How to filter data in extractor?

Question

I've got a long-running pipeline that has some failing items (items that at the end of the process are not loaded because they fail database validation or something similar).

I want to rerun the pipeline, but only process the items that failed the import on the last run.

I have the system in place where I check each item ID (that I received from external source). I do this check in my loader. If I already have that item ID in the database, I skip loading/inserting that item in the database.

This works great. However, it's slow, since I do extract-transform-load for each of these items, and only then, on load, I query the database (one query per item) and compare item IDs.

I'd like to filter-out these records sooner. If I do it in transformer, I can only do it per item again. It looks like extractor could be the place, or I could pass records to transformer in batches and then filter+explode the items in (first) transformer.

What would be better approach here?

I'm also thinking about reusability of my extractor, but I guess I could live with the fact that one extractor does both extract and filter. I think the best solution would be to be able to chain multiple extractors. Then I'd have one that extracts the data and another one that filters the data.

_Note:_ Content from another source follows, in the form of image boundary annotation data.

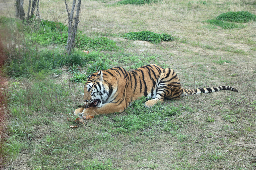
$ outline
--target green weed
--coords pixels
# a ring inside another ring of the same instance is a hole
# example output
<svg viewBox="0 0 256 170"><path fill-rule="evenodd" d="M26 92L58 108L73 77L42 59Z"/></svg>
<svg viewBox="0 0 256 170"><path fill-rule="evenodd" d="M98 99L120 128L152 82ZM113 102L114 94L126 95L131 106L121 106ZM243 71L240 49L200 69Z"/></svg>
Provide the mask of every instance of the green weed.
<svg viewBox="0 0 256 170"><path fill-rule="evenodd" d="M140 5L149 4L152 3L156 3L159 2L158 0L123 0L116 3L119 4L127 5L132 4Z"/></svg>
<svg viewBox="0 0 256 170"><path fill-rule="evenodd" d="M216 17L216 19L220 21L244 23L251 20L256 21L256 15L247 11L229 12L221 14Z"/></svg>
<svg viewBox="0 0 256 170"><path fill-rule="evenodd" d="M86 75L83 73L76 73L72 76L70 81L75 83L84 83L86 81Z"/></svg>
<svg viewBox="0 0 256 170"><path fill-rule="evenodd" d="M246 26L243 24L238 24L216 19L208 19L206 22L211 24L220 26L224 29L243 28Z"/></svg>
<svg viewBox="0 0 256 170"><path fill-rule="evenodd" d="M211 117L208 117L207 118L207 121L209 122L214 122L216 121L215 119L212 118Z"/></svg>
<svg viewBox="0 0 256 170"><path fill-rule="evenodd" d="M100 70L107 70L111 68L108 62L99 60L93 62L88 68L87 73L88 74L96 72Z"/></svg>
<svg viewBox="0 0 256 170"><path fill-rule="evenodd" d="M220 151L215 150L212 153L203 154L201 156L201 159L215 162L224 159L225 157L225 153Z"/></svg>
<svg viewBox="0 0 256 170"><path fill-rule="evenodd" d="M155 43L173 41L175 38L167 34L159 34L148 31L130 32L124 34L125 38L131 40L142 40Z"/></svg>
<svg viewBox="0 0 256 170"><path fill-rule="evenodd" d="M164 107L160 103L151 108L146 108L144 103L146 101L144 97L134 101L133 105L126 110L128 115L117 116L113 118L116 128L122 128L130 130L138 130L147 128L164 126L163 130L172 128L170 122L165 121L170 116L179 115L182 112L191 111L190 108L181 106L175 107L173 104Z"/></svg>
<svg viewBox="0 0 256 170"><path fill-rule="evenodd" d="M230 60L221 60L221 59L220 59L219 60L213 61L213 62L220 65L223 64L224 63L232 63L232 62Z"/></svg>
<svg viewBox="0 0 256 170"><path fill-rule="evenodd" d="M69 66L79 65L83 67L86 63L85 56L86 54L82 52L75 51L68 56L65 62L66 65Z"/></svg>

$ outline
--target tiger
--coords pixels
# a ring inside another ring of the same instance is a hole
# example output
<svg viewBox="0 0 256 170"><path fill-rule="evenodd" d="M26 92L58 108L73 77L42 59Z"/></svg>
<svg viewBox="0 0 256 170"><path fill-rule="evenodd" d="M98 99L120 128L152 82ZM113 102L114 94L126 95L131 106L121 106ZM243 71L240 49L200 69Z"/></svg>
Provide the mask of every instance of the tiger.
<svg viewBox="0 0 256 170"><path fill-rule="evenodd" d="M223 90L238 92L232 87L225 86L185 89L181 86L172 69L164 69L154 64L129 71L123 67L113 67L89 75L87 80L84 86L84 104L74 111L81 117L122 112L143 96L148 100L144 103L145 107L151 107L163 102L165 98L176 100Z"/></svg>

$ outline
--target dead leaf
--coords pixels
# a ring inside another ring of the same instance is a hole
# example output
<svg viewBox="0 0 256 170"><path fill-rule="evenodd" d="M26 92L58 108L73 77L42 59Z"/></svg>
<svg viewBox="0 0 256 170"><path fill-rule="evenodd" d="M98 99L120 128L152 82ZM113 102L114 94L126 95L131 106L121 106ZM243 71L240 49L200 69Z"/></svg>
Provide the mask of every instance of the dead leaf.
<svg viewBox="0 0 256 170"><path fill-rule="evenodd" d="M86 117L85 118L85 119L88 120L88 119L93 119L93 118L94 118L94 116L90 116L89 115L89 116L86 116Z"/></svg>
<svg viewBox="0 0 256 170"><path fill-rule="evenodd" d="M77 128L78 126L73 126L72 125L69 126L69 128Z"/></svg>

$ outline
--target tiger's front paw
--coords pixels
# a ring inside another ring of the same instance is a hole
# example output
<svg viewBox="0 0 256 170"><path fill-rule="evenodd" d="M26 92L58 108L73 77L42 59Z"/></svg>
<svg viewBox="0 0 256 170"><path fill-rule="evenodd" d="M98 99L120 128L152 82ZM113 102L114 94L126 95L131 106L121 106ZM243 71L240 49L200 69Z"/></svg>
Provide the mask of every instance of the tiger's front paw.
<svg viewBox="0 0 256 170"><path fill-rule="evenodd" d="M95 107L92 107L87 109L84 108L83 112L81 113L81 114L82 115L82 116L83 116L85 117L89 115L95 116L98 115L98 114L94 111L95 109L93 109ZM79 114L79 116L80 115Z"/></svg>
<svg viewBox="0 0 256 170"><path fill-rule="evenodd" d="M74 111L74 115L78 115L79 117L82 117L83 115L82 113L83 112L84 109L84 108L83 108L83 107L76 109L75 110L75 111Z"/></svg>
<svg viewBox="0 0 256 170"><path fill-rule="evenodd" d="M159 99L155 100L152 99L147 101L145 103L145 107L152 107L154 105L157 103L157 102L160 101L160 100Z"/></svg>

EDIT: Maybe I could do something like this:

already_imported_item_ids = Items.pluck(:item_id)

Kiba.run(
  Kiba.parse do
    source(...)

    transform do |item|
      next if already_imported_item_ids.include?(item)

      item
    end

    transform(...)
    destination(...)
  end
)

I guess that could work?

score 1 · Accepted Answer · edited Sep 29 '21 at 21:13

A few hints:

The higher (sooner) in the pipeline, the better. If you can find a way to filter out right from the source, the cost will be lower, because you do not have to manipulate the data at all.
If you have a scale small enough, you could load only the full list of ids at the start in a pre_process block (mostly what you have in mind in your code sample), then compare right after the source. Obviously it doesn't scale infinitely, but it can work a long time depending on your dataset size.
If you need to have a higher scale, I would advise to either work with a buffering transform (grouping N rows) that would achieve a single SQL query to verify the existence of all the N rows ids in the target database, or work with groups of rows then explode indeed.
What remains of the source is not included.